World Watch List: 46
Leader: President Maithripala Sirisena
Population: 20.9 million
Christian: 1.9 million
Main Religion: Buddhism
Government: Unitary Semi-Presidential Constitutional Republic
Source of Persecution: Religious Nationalism
Open Doors supports the persecuted church in Sri Lanka through:
- Emergency aid relief
- Bible and Christian literature distribution
- Socio-economic development
Mobs stirred up to attack
According to the Constitution, Christians have the right to worship. But at the same time, it is duty of the state to protect and foster Buddhist teachings. Majority of Sri Lankans are Sinhalese Buddhists, and they do not welcome foreign influences on their lives. The Sinhalese life revolves around three things: the temple, the village, and the lake (referring to farming and irrigation). Anything outside this triangle is seen as an attack on this life, and so radical Buddhist groups led by monks fend off the attacks by stirring up mobs to attack Christians, as well as the Muslim minority.
Pastors and church leaders targeted
Villagers, police, and Buddhist monks monitor the activities of Christians in their village to know when to incite attacks against them or to find faults that they can accuse them of. Christians are also often threatened and intimidated to make them stop their activities or leave the village. Many times, attackers release false accusations against Christians to the media, and then attack the Christians based on the accusations. Pastors and church leaders are particularly targeted, and many have had to flee or go into hiding. Children can be punished or even fined if they don’t participate in Buddhist rituals at school.
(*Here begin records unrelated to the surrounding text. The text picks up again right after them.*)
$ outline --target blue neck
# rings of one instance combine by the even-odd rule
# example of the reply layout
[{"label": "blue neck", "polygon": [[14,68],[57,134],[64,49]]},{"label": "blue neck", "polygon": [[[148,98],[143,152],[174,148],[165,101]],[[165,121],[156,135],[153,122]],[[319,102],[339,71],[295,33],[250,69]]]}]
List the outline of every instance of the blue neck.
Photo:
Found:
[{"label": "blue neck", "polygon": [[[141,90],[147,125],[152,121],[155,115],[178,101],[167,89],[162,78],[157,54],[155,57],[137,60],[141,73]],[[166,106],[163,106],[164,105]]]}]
There are Christian converts from Buddhist, Muslim, and Hindu backgrounds in the country. They are seen as traitors of their communities, and face hostility, harassment, and violent attacks from their communities, especially in rural villages.
The big ethnic divide
In 1983, a civil war broke out between the Sinhalese and the largest minority group, the Tamils. Both sides suffered huge losses. The Tamils were finally defeated in 2009, and the war has ended, but the two groups have not yet reconciled. There is also friction in the Sri Lankan church due to the conflict. However, Christians are one of the very few groups in the country that may be able to bridge this ethnic divide – many churches have both Singhalese and Tamil members.
- For pastors who are mocked and disturbed for conducting services. Pray that they will not waver in their faith, and that they will draw strength from the Lord.
- For a change in the country, that the animosity against minorities will lessen.
- For Sri Lankan Christians to see past their ethnic differences and unite as one church. Pray also that they can play a part in bridging the ethnic gap in the country.